Exploring lenticular galaxy formation in field environments using NewHorizon: evidence for counter-rotating gas accretion as a formation channel

TL;DR

This study uses the NewHorizon simulation to explore how lenticular galaxies form in isolated environments, highlighting counter-rotating gas accretion as a key formation channel that explains certain observed features.

Contribution

It identifies and characterizes two main formation pathways for S0 galaxies in the field, emphasizing the role of counter-rotating gas accretion, which was less understood before.

Findings

Counter-rotating gas accretion can produce S0 galaxies with ongoing star formation.

Both formation channels lead to S0 morphology through angular momentum cancellation.

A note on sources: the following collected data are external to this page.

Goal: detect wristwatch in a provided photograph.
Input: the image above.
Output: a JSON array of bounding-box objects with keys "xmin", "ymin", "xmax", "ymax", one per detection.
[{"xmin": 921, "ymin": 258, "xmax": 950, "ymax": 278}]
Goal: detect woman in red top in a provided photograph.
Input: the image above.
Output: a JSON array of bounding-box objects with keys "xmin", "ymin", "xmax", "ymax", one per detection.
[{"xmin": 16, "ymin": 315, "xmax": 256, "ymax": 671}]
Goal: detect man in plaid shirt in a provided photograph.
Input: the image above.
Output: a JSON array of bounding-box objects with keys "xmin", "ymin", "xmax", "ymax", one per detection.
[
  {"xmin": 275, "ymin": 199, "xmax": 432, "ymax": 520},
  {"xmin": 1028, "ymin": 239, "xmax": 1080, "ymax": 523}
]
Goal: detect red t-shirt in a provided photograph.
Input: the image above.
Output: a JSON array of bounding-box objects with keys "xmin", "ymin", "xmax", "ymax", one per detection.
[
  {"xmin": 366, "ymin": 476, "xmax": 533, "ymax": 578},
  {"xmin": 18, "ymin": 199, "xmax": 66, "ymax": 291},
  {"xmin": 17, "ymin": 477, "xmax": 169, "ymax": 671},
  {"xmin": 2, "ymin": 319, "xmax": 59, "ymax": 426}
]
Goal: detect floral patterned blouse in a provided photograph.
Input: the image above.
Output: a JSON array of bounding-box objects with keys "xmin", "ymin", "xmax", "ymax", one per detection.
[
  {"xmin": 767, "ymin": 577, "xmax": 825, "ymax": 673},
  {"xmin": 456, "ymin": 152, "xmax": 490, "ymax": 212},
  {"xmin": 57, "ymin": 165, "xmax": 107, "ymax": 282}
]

Star formation quenching occurs rapidly, within less than a billion years.

Abstract

The formation pathways of lenticular galaxies (S0s) in field environments remain a matter of debate. We utilize the cosmological hydrodynamic simulation, NewHorizon, to investigate the issue. We select two massive star-formation quenched S0s as our main sample. By closely tracing their physical and morphological evolution, we identify two primary formation channels: mergers and counter-rotating gas accretion. The former induces central gas inflow due to gravitational and hydrodynamic torques, triggering active central star formation which quickly depletes the gas of the galaxy. Counter-rotating gas accretion overall has a similar outcome but more exclusively through hydrodynamic collisions between the pre-existing and newly-accreted gas. Both channels lead to S0 morphology, with gas angular momentum cancellation being a crucial mechanism. These formation pathways quench star formation on a short timescale (< Gyr) compared to the timescales of environmental effects. We also discuss how counter-rotating gas accretion may explain the origin of S0s with ongoing star formation and the frequently observed gas-star misaligned kinematics in S0s.